The Athleta version have elastic around the ankles, but I decided to add a gathered detail along the outside ankle instead. The hardest part about this was getting the fabric of the ankle out of the way so that you are only sewing through the one side of fabric + the elastic. Measure up 5 inches from the hem on the wrong side of the fabric and pin the elastic on top. Place under the needle with the fabric on the bottom and elastic on the top. Sew a couple stitches to make sure the elastic won't come flying at you, then pull the elastic so its fully stretched and continue sewing along the outside seam until just before the hem. Backstitch to hold it in place and then trim off the elastic.
Not too bad right? These altered pants now meet my needs. They have the soft stretchy fabric that wicks moisture and dries quickly. They have 3 pockets with zippers (and two without), they look a bit more dressy than the boxy hiking pants that they started out as.
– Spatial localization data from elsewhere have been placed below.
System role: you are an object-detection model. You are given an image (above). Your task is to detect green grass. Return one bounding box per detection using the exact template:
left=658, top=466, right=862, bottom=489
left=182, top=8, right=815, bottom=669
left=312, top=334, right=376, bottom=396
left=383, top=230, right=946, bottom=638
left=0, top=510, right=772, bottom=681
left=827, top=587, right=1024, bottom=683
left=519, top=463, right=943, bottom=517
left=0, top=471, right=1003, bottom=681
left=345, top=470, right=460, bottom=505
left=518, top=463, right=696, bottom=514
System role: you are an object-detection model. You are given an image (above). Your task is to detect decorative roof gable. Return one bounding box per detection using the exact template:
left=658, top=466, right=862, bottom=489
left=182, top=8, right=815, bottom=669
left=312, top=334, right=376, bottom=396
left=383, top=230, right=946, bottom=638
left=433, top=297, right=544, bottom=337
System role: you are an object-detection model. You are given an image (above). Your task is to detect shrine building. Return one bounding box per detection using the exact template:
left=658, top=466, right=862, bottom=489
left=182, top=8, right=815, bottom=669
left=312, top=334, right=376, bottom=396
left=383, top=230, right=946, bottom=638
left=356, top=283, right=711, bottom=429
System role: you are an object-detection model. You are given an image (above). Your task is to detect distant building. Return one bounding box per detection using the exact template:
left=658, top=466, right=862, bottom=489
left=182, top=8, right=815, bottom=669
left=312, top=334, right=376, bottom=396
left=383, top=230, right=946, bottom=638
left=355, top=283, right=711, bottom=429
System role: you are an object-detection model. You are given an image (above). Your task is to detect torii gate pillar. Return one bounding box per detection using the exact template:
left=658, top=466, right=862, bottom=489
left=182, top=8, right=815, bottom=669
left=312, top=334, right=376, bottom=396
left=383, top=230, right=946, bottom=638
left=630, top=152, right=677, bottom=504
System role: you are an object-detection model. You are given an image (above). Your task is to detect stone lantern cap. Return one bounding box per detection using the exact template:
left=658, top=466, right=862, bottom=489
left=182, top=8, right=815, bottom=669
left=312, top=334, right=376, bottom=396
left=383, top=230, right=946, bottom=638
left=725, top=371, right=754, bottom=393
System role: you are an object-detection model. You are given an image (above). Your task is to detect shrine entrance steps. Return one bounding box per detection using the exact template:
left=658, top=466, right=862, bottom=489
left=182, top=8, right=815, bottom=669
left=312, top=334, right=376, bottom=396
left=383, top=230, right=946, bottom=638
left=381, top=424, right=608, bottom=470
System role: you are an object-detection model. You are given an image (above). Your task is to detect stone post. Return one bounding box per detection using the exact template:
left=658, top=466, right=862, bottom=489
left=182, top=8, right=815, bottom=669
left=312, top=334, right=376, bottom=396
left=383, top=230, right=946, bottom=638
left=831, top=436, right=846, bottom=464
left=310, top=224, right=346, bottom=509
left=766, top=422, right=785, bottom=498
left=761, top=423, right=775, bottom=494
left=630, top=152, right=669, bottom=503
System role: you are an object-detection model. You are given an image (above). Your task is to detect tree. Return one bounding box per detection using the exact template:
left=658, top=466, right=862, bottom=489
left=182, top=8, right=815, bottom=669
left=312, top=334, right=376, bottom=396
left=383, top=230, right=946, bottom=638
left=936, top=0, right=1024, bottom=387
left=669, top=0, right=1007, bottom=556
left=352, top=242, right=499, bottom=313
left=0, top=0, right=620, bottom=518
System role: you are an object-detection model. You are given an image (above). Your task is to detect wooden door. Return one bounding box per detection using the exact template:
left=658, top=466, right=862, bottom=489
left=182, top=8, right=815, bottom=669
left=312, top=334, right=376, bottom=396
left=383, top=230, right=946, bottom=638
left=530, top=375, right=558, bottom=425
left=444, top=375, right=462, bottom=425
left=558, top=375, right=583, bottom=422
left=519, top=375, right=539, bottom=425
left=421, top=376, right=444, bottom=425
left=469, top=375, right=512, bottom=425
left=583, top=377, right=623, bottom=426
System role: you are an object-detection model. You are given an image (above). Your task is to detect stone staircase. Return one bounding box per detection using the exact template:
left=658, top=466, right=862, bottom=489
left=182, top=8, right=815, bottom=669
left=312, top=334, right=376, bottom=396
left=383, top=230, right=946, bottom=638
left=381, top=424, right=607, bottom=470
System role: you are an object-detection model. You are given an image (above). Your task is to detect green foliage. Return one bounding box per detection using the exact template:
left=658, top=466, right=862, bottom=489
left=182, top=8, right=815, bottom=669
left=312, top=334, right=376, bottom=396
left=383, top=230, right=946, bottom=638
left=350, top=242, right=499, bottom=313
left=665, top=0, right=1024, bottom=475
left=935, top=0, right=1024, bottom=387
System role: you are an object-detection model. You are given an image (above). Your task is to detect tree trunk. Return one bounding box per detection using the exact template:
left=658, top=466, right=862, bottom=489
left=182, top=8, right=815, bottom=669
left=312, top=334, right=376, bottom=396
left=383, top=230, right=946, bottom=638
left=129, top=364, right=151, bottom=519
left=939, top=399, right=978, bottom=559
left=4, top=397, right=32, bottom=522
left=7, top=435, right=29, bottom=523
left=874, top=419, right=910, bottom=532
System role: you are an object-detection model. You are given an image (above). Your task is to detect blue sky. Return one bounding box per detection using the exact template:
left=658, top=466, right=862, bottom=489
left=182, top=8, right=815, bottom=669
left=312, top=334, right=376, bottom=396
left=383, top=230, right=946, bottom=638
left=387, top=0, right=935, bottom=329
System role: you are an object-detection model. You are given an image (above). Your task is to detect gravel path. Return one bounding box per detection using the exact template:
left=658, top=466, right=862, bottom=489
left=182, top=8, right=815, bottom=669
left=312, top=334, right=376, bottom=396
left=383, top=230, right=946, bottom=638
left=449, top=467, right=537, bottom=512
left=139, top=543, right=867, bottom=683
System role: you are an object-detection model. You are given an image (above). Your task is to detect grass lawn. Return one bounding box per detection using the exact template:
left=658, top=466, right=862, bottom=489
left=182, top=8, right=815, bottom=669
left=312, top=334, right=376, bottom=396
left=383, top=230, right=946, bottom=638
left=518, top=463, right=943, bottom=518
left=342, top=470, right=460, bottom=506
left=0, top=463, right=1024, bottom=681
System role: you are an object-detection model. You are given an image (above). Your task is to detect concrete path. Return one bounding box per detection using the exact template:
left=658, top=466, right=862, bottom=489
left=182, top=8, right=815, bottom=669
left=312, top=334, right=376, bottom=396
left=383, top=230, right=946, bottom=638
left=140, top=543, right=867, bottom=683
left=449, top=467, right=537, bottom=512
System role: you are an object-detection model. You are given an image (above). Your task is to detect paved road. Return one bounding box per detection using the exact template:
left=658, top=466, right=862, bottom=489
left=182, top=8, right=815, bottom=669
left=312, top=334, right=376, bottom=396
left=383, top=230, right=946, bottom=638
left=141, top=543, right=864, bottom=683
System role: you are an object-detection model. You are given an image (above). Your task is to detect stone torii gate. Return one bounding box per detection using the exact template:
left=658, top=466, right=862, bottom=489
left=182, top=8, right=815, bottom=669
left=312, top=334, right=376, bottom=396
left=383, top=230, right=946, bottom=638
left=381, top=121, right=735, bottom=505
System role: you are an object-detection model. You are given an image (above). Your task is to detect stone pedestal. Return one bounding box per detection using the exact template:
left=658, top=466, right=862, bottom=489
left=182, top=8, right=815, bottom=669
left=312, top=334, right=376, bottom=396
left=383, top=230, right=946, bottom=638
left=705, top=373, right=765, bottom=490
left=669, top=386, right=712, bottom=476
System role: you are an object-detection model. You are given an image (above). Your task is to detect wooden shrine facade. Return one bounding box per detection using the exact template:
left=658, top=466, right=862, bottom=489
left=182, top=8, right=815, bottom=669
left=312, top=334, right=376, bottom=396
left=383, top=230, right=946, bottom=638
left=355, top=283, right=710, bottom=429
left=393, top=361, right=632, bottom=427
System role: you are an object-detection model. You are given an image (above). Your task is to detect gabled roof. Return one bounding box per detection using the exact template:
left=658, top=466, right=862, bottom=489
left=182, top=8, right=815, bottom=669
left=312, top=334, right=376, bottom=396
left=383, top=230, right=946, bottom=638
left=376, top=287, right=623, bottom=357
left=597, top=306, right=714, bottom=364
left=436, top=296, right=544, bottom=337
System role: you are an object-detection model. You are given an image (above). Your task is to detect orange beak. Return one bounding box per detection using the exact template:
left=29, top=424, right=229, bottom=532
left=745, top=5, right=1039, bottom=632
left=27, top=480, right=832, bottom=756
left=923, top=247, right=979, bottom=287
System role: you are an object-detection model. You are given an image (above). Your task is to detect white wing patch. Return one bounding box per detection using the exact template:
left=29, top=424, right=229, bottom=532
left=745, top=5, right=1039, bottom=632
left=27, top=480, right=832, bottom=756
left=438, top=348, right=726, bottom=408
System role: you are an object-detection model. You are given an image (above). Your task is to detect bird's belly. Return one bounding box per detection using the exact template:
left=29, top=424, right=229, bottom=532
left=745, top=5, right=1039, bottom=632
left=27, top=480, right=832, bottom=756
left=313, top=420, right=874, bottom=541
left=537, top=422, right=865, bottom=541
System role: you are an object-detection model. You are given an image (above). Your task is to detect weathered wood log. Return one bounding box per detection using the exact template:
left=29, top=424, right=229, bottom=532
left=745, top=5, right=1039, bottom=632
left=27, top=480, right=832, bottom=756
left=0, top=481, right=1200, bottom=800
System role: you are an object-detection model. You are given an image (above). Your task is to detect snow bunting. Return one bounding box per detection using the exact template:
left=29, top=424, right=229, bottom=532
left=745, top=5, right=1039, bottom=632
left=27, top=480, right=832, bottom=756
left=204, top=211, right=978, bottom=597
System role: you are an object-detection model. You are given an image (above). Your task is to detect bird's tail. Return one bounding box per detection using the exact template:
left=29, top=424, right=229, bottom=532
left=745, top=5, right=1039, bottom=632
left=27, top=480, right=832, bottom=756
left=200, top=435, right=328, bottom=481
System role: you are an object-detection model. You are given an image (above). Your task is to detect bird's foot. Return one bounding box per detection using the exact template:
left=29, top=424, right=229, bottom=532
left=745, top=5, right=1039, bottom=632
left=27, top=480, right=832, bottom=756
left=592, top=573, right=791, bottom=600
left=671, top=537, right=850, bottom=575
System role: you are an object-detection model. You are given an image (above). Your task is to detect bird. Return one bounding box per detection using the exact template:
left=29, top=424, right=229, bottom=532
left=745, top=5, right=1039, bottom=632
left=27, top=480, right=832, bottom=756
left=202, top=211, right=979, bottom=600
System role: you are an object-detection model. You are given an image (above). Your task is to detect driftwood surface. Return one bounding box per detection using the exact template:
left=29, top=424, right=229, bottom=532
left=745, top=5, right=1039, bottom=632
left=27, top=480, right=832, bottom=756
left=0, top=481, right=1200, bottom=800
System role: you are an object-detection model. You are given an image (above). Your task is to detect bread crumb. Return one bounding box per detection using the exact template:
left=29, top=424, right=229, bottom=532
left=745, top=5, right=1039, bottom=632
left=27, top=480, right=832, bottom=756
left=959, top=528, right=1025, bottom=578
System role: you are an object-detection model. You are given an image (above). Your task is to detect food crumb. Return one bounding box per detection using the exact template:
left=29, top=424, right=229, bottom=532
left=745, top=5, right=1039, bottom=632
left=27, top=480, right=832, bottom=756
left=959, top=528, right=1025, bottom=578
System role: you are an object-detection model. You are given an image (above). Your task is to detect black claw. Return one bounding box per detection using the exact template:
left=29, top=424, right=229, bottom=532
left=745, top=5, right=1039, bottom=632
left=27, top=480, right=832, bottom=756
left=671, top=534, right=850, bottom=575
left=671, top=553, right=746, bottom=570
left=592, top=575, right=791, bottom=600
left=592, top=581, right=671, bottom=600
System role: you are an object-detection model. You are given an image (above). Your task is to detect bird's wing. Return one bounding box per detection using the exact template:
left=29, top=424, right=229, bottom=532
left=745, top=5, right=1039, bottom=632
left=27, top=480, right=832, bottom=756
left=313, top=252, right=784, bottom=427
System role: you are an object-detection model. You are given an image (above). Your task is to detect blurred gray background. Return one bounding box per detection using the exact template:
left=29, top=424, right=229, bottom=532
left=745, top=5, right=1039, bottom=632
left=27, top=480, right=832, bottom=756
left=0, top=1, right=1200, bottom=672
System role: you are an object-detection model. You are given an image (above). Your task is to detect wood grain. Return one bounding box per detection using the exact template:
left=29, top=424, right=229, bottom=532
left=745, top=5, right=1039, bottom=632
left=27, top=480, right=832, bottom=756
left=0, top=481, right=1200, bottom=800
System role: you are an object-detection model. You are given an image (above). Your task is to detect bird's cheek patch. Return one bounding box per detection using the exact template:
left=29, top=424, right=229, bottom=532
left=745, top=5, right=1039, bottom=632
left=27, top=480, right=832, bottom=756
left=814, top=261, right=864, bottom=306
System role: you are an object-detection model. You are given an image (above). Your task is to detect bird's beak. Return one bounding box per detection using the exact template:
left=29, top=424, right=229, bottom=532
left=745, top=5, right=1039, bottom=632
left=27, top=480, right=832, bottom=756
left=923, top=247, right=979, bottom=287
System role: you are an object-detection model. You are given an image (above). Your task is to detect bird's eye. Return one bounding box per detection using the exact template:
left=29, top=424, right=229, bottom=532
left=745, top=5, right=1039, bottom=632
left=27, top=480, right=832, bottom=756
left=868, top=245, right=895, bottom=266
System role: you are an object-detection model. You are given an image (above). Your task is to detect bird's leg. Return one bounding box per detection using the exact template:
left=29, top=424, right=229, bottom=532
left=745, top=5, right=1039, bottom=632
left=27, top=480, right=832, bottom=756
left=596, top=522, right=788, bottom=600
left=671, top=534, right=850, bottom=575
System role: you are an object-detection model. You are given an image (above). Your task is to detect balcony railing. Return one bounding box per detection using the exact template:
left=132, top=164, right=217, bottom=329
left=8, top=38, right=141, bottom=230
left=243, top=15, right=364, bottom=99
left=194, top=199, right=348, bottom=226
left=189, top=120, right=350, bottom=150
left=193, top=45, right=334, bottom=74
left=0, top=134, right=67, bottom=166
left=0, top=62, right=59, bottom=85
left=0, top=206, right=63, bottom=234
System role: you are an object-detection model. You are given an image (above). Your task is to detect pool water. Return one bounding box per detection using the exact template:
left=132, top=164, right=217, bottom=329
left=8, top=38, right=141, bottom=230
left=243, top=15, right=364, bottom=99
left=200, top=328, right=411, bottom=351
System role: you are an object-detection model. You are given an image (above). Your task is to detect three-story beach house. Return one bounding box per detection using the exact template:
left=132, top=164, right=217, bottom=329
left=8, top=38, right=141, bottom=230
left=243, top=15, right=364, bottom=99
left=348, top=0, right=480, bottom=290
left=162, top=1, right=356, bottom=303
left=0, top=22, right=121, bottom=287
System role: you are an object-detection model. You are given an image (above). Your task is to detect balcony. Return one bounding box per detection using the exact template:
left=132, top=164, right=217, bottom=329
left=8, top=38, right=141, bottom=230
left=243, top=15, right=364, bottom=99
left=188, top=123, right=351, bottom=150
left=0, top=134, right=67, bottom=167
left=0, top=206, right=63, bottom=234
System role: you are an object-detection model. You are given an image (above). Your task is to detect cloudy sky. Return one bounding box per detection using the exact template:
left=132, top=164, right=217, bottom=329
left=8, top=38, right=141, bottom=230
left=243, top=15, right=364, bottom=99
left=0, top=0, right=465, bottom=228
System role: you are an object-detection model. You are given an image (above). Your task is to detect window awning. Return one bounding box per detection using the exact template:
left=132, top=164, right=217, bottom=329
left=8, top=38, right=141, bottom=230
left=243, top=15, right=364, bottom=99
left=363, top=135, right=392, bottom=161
As a last alteration, I wanted to add a temporary hidden pocket to hold my passport/money. I sewed a rectangle pocket with a zipper at the top and then sewed it into the inside front waistband of the pants. I will un-attach it after the trip, but it will make me feel more secure about traveling on crowded trains/subways.
There you go, my $4 version of expensive travel pants. I'm pretty excited. They are fitted without being uncomfortable and the fabric has plenty of stretch to make them perfect for long airplane rides.